In 1945, Forbus was re-elected to the legislature for her second term; she was the only woman who had been elected to the state senate in the 1944 general election. She sponsored legislation with fellow senator Albert D. Rossellini to create a youth correctional authority. During her campaign, Forbus had received the support of a liberal group in Ballard, a neighborhood of Seattle, for supporting equal pay. Her connection to this organization led to her being publicly labelled as a communist. She faced Harold Kimball, who published the Ballard News and Magnolia Times, in the 1948 general election and he published ads in his paper opposing communism. She ultimately lost her re-election campaign.

== Personal life ==
Forbus married Alvaro Shoemaker, a journalist for the Seattle Post-Intelligencer, on June 18, 1921. Forbus retained her maiden name and the couple's two daughters, Alvara and Dale, were given hyphenated surnames, which was unusual for the time. The couple divorced in 1936 but remained close friends. In 1924, Forbus purchased a house in the Magnolia neighborhood of Seattle, where she would live for the rest of her life.

== Later life and death ==
After leaving the legislature, Forbus continued practicing as a lawyer. She remained active in the Democratic Party and in community activities. She was the party's precinct chair in the 36th legislative district, the first female president of the Magnolia Community Club, and president of the Ballard Business and Professional Women's Club and the Florence Crittenden Home for Unmarried Mothers.

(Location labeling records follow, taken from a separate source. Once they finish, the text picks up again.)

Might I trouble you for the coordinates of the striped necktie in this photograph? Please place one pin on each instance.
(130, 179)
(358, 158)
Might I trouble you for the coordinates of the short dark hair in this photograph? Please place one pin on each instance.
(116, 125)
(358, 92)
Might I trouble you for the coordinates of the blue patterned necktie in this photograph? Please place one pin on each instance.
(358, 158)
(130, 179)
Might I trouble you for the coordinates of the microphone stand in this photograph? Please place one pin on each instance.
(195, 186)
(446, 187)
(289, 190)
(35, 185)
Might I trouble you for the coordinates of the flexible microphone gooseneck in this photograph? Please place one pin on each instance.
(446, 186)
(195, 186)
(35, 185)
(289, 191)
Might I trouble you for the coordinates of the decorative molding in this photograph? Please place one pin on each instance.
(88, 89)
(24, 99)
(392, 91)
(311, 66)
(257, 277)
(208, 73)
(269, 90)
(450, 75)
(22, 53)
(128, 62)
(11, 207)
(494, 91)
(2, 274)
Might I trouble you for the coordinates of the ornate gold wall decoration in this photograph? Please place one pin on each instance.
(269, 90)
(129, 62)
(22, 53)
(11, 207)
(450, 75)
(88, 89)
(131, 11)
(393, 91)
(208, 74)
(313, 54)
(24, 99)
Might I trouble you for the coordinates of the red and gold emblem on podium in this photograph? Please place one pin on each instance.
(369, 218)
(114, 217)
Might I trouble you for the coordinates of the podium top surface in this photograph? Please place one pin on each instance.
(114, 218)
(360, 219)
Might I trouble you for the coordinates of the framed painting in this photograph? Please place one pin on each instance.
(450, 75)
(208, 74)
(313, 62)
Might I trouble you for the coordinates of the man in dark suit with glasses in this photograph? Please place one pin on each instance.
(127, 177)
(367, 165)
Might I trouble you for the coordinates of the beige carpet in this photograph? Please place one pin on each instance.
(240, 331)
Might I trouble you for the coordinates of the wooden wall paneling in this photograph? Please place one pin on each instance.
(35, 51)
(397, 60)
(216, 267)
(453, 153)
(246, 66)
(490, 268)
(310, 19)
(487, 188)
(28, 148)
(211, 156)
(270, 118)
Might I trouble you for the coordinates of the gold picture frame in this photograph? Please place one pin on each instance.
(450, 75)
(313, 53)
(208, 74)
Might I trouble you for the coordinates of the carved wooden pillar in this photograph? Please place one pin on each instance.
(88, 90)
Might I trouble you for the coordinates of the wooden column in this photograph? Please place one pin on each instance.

She was a board member of the Washington chapter of the American Lawyers Against First Strike Nuclear Arms and the American Civil Liberties Union. Forbus gave speeches on topics including "Educational Development in Colonial America", "Garden Planning" and "An International Bill of Rights." She travelled internationally, including to South America, Mongolia, China, and the Soviet Union.

In 1984, Forbus retired from legal practice. She died on April 27, 1993, in Seattle at the age of 100. Her papers are held by the University of Washington Libraries special collection.